Итак, мы побывали у Антония, который весьма грубо с нами обошелся. Он был самым влиятельным человеком в Риме — у нас же не было ничего, кроме имени. Поэтому мы решили, что первым делом надо завоевать его признание. Предложением дружбы мы этого не добились, оставалось прибегнуть к вражде.
Мы начали с разговоров — как среди врагов Антония, так и среди его друзей. Или, вернее сказать, мы стали задавать вопросы с самым невинным видом, будто пытаясь разобраться, что происходит: когда, по их мнению, Антоний собирается обратиться к завещанию Цезаря? что стало с тираноубийцами Брутом, Кассием и другими? перешел ли Антоний на сторону республиканцев или по–прежнему остается верен Цезаревой партии народа? И все в таком духе. При этом мы старались, чтобы слухи об этих разговорах дошли до ушей Антония.
Поначалу он никак не реагировал. Мы не унимались. Наконец до нас дошли сведения о его раздражении, рассказы о том, какими оскорблениями он осыпал Октавия: слухи о его обвинениях в адрес Октавия передавались из уст в уста. А затем мы сделали ход, который должен был толкнуть его на открытый бой.
Октавий не без моей помощи подготовил речь (у меня, возможно, осталась запись этой речи среди моих бумаг; если мой письмоводитель найдет ее, я тут же вышлю тебе копию), в которой он с огорчением извещал народ, что вопреки завещанию Цезаря Антоний не желает передать ему состояние диктатора и поэтому он, Октавий, приняв имя Цезаря, исполнит волю покойного и выплатит обещанные народу деньги из собственного кармана. Октавий выступил; ничего подстрекательского в его речи не было, лишь печаль, сожаление и простодушное недоумение.
Антоний тут же сломя голову бросился в атаку, на что мы и рассчитывали: он немедленно внес в сенат проект закона, препятствующий формальному усыновлению Октавия; вступил в союз с Долабеллой, в то время делившим с ним консульство и близким к заговорщикам; заручился поддержкой Марка Эмилия Лепида, который сразу же после покушения бежал из Рима к своему легиону в Галлию; и наконец, стал открыто угрожать Октавию смертью.

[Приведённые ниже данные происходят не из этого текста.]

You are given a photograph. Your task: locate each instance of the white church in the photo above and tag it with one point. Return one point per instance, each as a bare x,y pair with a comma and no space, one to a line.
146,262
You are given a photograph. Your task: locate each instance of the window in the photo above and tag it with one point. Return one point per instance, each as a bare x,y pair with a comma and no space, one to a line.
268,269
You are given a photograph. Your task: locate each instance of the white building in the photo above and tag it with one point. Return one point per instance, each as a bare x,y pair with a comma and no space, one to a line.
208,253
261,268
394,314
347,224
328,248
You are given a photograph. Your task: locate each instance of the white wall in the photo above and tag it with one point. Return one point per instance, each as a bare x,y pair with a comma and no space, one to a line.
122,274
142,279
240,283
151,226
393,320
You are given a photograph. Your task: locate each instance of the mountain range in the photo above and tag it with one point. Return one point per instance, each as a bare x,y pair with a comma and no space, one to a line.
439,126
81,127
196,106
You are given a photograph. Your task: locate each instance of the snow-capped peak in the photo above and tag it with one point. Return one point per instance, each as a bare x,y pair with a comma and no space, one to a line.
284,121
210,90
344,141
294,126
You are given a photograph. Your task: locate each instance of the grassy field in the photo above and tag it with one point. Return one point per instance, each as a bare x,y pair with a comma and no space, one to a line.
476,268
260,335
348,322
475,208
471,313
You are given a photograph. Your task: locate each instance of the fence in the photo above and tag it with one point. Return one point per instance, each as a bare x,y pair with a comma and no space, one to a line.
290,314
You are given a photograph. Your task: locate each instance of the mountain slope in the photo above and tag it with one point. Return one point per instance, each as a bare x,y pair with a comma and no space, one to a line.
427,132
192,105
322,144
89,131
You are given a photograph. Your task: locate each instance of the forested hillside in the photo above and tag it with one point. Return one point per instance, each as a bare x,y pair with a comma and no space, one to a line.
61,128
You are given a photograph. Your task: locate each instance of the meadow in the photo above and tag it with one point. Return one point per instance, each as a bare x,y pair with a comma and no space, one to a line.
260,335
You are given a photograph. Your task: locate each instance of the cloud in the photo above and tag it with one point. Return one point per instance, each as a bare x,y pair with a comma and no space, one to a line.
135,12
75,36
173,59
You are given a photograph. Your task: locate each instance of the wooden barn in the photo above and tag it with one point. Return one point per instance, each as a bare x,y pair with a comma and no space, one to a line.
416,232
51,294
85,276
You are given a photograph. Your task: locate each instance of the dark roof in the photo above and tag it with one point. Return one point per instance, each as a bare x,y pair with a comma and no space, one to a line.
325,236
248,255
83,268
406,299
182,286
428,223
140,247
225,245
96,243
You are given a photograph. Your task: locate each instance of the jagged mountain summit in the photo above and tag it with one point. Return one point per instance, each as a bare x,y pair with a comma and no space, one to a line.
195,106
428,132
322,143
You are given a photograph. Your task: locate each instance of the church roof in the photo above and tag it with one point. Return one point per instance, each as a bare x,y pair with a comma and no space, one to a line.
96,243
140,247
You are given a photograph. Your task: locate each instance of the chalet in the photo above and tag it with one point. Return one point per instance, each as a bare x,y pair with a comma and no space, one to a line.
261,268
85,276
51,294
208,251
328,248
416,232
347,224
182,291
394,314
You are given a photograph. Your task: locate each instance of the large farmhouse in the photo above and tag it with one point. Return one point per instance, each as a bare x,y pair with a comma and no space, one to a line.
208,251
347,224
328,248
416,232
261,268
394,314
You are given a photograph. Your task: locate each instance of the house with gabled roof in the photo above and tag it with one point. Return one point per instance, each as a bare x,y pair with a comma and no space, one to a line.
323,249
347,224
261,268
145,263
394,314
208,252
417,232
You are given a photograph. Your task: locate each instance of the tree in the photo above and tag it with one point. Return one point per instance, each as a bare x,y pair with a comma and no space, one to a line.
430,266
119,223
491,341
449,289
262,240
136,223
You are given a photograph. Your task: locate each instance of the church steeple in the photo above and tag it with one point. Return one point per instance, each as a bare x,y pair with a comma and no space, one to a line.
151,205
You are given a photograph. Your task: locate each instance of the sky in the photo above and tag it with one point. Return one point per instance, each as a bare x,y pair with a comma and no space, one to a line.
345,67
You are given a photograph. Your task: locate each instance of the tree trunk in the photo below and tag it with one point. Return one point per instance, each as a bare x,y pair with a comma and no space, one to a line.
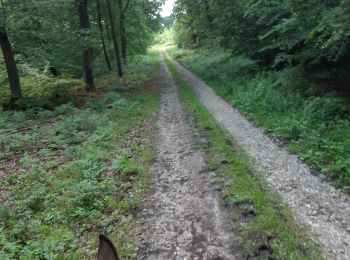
99,20
123,30
87,53
114,37
11,66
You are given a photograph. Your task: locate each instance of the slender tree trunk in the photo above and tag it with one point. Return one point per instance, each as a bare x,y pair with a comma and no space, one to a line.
123,30
99,20
87,53
11,66
209,18
114,37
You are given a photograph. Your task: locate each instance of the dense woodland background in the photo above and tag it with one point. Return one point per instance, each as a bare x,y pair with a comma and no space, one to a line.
74,92
49,43
284,64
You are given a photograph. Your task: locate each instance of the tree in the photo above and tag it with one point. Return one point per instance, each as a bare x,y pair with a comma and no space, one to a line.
122,19
99,21
87,51
114,38
12,71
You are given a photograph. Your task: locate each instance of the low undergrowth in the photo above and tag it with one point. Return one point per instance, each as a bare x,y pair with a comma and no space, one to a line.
265,225
70,173
315,125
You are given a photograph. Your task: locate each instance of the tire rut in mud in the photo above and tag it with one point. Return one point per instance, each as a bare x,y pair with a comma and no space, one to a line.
182,217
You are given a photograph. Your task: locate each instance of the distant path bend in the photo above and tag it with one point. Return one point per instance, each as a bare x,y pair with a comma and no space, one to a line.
316,204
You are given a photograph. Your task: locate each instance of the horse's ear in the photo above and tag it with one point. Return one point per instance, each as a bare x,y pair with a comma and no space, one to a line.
106,249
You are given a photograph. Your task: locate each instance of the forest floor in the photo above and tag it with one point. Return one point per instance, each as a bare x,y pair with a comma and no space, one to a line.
316,205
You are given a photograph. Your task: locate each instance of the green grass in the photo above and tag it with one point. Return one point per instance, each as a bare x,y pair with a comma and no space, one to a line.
264,224
315,124
71,173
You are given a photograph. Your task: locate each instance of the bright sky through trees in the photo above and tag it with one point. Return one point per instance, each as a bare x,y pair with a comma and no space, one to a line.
167,8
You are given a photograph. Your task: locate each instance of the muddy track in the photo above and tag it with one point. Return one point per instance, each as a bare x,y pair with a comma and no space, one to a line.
316,204
182,218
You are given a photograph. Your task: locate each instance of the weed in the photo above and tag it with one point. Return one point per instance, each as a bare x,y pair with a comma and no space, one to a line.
264,223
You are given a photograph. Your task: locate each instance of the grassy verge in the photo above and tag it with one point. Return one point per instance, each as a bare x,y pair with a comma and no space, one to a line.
265,225
70,173
314,124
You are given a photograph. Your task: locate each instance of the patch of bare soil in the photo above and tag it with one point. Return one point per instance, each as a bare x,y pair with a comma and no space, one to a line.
181,218
316,204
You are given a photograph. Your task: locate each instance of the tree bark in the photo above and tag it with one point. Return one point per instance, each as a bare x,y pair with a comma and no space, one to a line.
123,38
99,20
114,38
11,66
87,52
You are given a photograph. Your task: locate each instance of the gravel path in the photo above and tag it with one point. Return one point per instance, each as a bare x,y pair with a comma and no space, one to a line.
316,204
182,218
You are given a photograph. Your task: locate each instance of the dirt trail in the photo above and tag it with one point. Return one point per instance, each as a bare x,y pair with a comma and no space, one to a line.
316,204
182,218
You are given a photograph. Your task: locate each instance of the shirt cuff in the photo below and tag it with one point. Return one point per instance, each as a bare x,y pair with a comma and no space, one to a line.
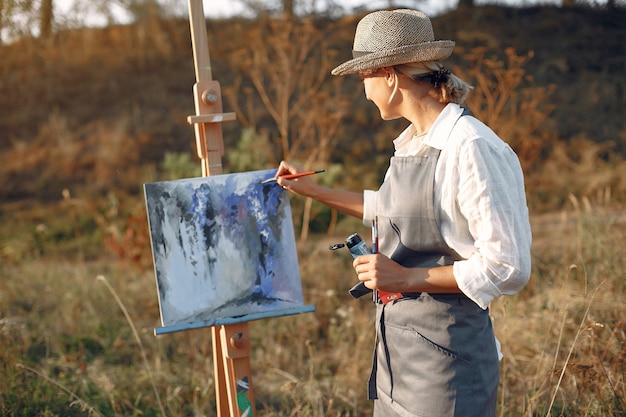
478,289
369,207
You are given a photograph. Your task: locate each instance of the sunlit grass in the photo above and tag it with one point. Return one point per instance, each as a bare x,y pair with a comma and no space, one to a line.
76,333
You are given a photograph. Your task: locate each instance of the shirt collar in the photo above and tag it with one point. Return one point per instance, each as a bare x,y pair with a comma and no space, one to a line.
442,126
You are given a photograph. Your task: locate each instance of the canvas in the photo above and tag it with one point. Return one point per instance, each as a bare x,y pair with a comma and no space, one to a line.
224,249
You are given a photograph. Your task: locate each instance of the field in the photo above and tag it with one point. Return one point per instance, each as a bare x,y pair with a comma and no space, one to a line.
76,330
91,114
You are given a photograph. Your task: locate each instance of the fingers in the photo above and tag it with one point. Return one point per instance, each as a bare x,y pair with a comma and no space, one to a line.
285,168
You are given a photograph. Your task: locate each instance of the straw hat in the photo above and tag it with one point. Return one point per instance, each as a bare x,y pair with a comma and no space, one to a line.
386,38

Ты должен понимать, в каком трудном положении оказались многие из солдат и граждан Рима — во всяком случае, так им тогда казалось: люди при деньгах и власти почти все без исключения были против Юлия Цезаря, а значит, и против Октавия; солдаты и граждане среднего достатка почти все без исключения любили Юлия Цезаря и потому склонялись на сторону Октавия, зная при этом, что Антоний был другом Цезаря. И вот теперь они оказались свидетелями того, что по их представлению было саморазрушительным противоборством между двумя людьми, которые единственные могли выступить на их стороне против богачей и аристократов.
Так случилось, что Агриппа, который лучше любого из нас знал язык, образ мыслей и нужды солдат, встретился с трибунами, центурионами и простыми легионерами, в свое время воевавшими под началом Цезаря и любившими его, и просил их использовать свое положение и известную преданность делу, дабы умерить бессмысленные разногласия, возникшие между Марком Антонием и Октавием (которого он при них называл Цезарем). Заверенные в любви к ним Октавия и убежденные в том, что Антоний не сочтет их усилия за мятеж или измену, они стали действовать.